Collaborating Investigator: Michael Lim, MD 
Affiliation: Stanford University  

Funding Source: NIH
Grant Number: R01CA230285 
Project Period: 06/01/19-05/31/25  

Significance

A central challenge for brain cancer therapy is delivery to the “cold” tumor immune microenvironment (TIME). Dr. Lim at Stanford is investigating mechanisms by which glioblastoma (GBM) evades the immune system and how combination therapy can be used to enhance an effective immune response against tumors. mRNA delivery has the potential to reprogram the TIME by delivery to immune cells as well as delivery to tumor cells. For example, through delivery of mRNA to brain cancer cells expressing tumor antigens, one could force the expression of Signal 2 co-stimulatory molecules on the surface of tumor cells as well as driving the expression of immunostimulatory cytokines to be excreted into the microenvironment. In such a manner, the tumor cell could acquire similar signaling capacities to an antigen-presenting cell to activate CD8+ cytotoxic T cells against tumors. Immunological reprogramming approaches have great potential for novel immuno-oncology treatments.

Approach

Metabolically reprogramming CAR T cells by genetic disruption of TSC2
Aim 1: Evaluate NIM mRNA nanoparticles for gene delivery to glioma cells and evaluate the TIME reprogramming strategy in vitro.  GL261 glioma cells will be transfected with an array of LEAQ-based NIM particles encapsulating GFP mRNA to determine optimal nanoparticle formulation conditions for transfection. Leading NPs will then be used to deliver mRNA encoding Signal 2 (4-1BBL) and Signal 3 (IL-12) as a combination in the NPs. Splenocytes will be added to the transfected glioma cells in vitro and cells will be characterized for stimulation (such as secreted interferon IFN-γ as measured by ELISA as a surrogate for T cell activation).

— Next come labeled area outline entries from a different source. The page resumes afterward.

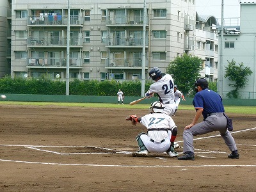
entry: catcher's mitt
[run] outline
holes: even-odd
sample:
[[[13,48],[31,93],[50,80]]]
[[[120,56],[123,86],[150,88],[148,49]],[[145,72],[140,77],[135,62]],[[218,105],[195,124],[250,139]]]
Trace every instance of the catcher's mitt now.
[[[130,115],[125,118],[125,120],[127,121],[131,121],[132,125],[136,126],[136,124],[138,123],[138,118],[136,115]]]

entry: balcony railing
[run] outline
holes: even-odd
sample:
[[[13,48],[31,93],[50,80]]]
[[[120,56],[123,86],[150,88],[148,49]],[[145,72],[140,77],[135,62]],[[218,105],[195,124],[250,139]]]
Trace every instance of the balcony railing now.
[[[67,45],[67,37],[28,37],[27,44],[31,46]],[[83,46],[82,38],[71,37],[70,45]]]
[[[142,38],[106,38],[106,46],[142,46]],[[148,38],[146,38],[146,46],[148,45]]]
[[[127,16],[107,16],[106,18],[106,25],[143,25],[142,15],[129,15]],[[146,18],[146,25],[148,24],[148,17]]]
[[[67,25],[68,16],[42,15],[28,17],[28,25]],[[78,16],[70,17],[70,25],[83,25],[83,17]]]
[[[29,58],[27,66],[37,67],[67,67],[67,59],[64,58]],[[81,58],[70,58],[70,67],[83,67]]]
[[[148,67],[148,61],[145,59],[145,67]],[[142,60],[141,58],[107,58],[105,63],[106,67],[141,67]]]

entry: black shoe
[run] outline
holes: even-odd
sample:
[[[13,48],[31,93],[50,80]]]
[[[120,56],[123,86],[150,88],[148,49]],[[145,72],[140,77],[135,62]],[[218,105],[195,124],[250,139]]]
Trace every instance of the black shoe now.
[[[228,158],[230,159],[239,159],[239,154],[231,154],[228,156]]]
[[[184,154],[181,157],[179,157],[178,160],[192,160],[192,161],[194,161],[195,156],[194,156],[194,155],[189,156],[188,154]]]

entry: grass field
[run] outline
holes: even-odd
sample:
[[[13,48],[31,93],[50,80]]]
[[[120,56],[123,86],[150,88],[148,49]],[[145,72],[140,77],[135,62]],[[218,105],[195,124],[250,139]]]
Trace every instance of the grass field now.
[[[80,103],[80,102],[15,102],[15,101],[0,101],[2,105],[31,105],[31,106],[60,106],[70,107],[84,107],[84,108],[129,108],[129,109],[148,109],[148,104],[137,104],[130,106],[128,104],[125,105],[117,105],[111,103]],[[255,106],[225,106],[227,113],[234,113],[241,114],[256,114]],[[195,110],[193,105],[179,106],[179,110]]]

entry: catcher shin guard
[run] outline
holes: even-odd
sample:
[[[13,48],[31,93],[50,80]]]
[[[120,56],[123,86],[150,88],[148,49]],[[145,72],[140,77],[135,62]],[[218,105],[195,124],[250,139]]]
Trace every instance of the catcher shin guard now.
[[[140,138],[140,136],[141,134],[147,134],[145,132],[141,132],[141,133],[139,134],[136,138],[136,140],[138,142],[138,145],[139,145],[139,148],[140,148],[140,151],[147,150],[147,147],[144,145],[143,142],[142,141],[141,139]]]

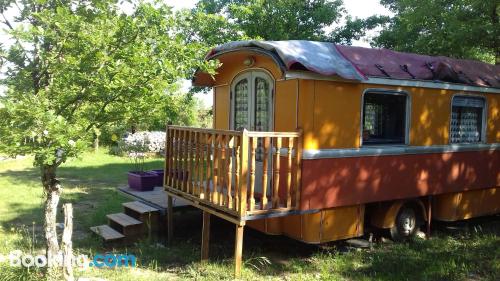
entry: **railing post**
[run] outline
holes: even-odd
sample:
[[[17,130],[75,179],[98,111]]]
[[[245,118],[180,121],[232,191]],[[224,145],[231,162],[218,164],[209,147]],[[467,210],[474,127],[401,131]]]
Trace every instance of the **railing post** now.
[[[244,217],[247,212],[247,182],[248,182],[248,131],[243,130],[241,135],[241,147],[240,147],[240,186],[239,186],[239,215],[240,218]]]
[[[301,184],[302,184],[302,137],[303,131],[302,129],[297,130],[299,132],[299,137],[297,138],[297,145],[295,148],[295,208],[300,208],[300,192],[301,192]]]
[[[281,161],[281,137],[276,137],[276,151],[274,154],[274,185],[273,185],[273,208],[279,208],[280,195],[280,161]]]
[[[293,147],[293,142],[295,138],[288,138],[288,151],[287,151],[287,177],[286,177],[286,207],[290,208],[292,207],[292,149]]]
[[[233,149],[235,137],[229,136],[229,140],[227,142],[227,162],[226,162],[226,172],[227,172],[227,196],[226,196],[226,206],[229,209],[233,208],[233,195],[232,184],[233,184]]]
[[[255,208],[255,150],[257,149],[257,137],[250,138],[250,206],[249,210],[253,211]]]
[[[265,210],[267,209],[267,185],[268,185],[268,177],[267,177],[267,170],[268,170],[268,161],[269,161],[269,137],[264,137],[263,140],[263,154],[264,157],[262,158],[262,206],[261,209]],[[269,154],[269,155],[268,155]]]
[[[170,163],[170,133],[168,132],[168,125],[167,129],[165,130],[165,168],[164,168],[164,177],[163,177],[163,187],[168,185],[168,182],[170,180],[170,169],[172,168],[172,164]]]
[[[184,179],[186,180],[186,192],[194,194],[192,190],[191,177],[193,176],[193,132],[187,131],[187,143],[186,143],[186,166],[184,170]]]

Aim 2: Effective NIMs from Aim 1 will be evaluated for delivery of reprogramming mRNA to the TIME in a mouse glioma model. Immuno-competent C57Bl/6 mice will receive GL261 murine glioma tumors orthotopically that will be treated by local injection of the reprogramming NIM mRNA particles. Mice will be evaluated for long-term survival as well as immunological characterization of the TIME by immunohistochemistry, flow cytometry, and qPCR.

Push-Pull:

Push: The NCBIB will provide NIMs to modulate the TIME via delivery of mRNA to tumor cells and immune cells in the TIME and work in combination with local and systemic standards of care. The broadens the applicability of NIMs for immuno-oncology applications.
Pull: The NCBIB will benefit from Lim’s expertise in brain cancer and immunological analysis of the brain tumor microenvironment to better optimize and engineer the particles for TIME transfection and decide on the cargos to include for local tumor immunomodulation.